En ese momento, la exaltación de Thrower se tornó franca desilusión.
Ciertamente, el hecho de que el niño pudiera reír tan diabólicamente mientras la mismísima Biblia reposaba sobre su pecho era prueba de que ningún poder podría expulsar el mal de su interior. El Visitante tenía razón. Thrower nunca tendría que haber rehusado desempeñar la labor titánica que el Visitante había puesto en sus manos. Había tenido el poder de ser quien acabara con la Bestia del Apocalipsis, y él se había mostrado demasiado débil, demasiado sentimental para aceptar el llamamiento divino. Podría haber sido un Samuel y dar muerte al enemigo de Dios. En cambio, soy un Saúl, un débil, incapaz de matar aquello que debe morir según el mandamiento del Señor, Ahora veré cómo este niño crece con el poder de Satán dentro de sí, y sabré que si se extienden sus demonios, sólo habrá sido por mi debilidad.

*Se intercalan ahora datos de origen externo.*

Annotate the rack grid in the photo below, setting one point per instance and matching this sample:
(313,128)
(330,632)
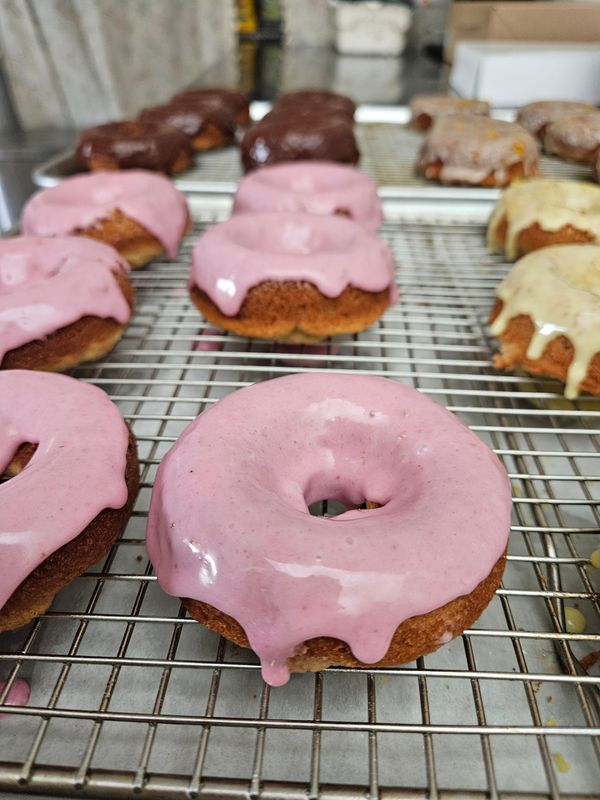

La habitación estaba demasiado caldeada y lo asfixiaba. No se había dado cuenta hasta entonces de que sus ropas estaban empapadas de sudor. Era difícil respirar. ¿Pero qué debía esperar? En esa habitación se notaba el sofocante hálito del infierno. Boqueando, tomó la Biblia, la interpuso entre él y ese niño satánico que yacía riendo febrilmente bajo las frazadas y huyó. Se detuvo en la sala principal, respirando pesadamente. Había interrumpido una conversación, pero apenas lo había notado. ¿Qué importaba la conversación de esa gente ignorante comparada con lo que acababa de experimentar? He estado en presencia del esbirro de Satán, enmascarado tras la imagen de un niño; pero sus blasfemias lo han revelado a mis ojos. Debería haber comprendido quién era este niño hace muchos años, cuando posé mis manos sobre su cabeza y la encontré tan perfectamente equilibrada. Sólo un impostor podría ser tan perfecto. El niño nunca fue real. Ah, si tuviera la fortaleza de los grandes profetas de la antigüedad para poder derrotar al enemigo y llevar el trofeo ante mi Señor...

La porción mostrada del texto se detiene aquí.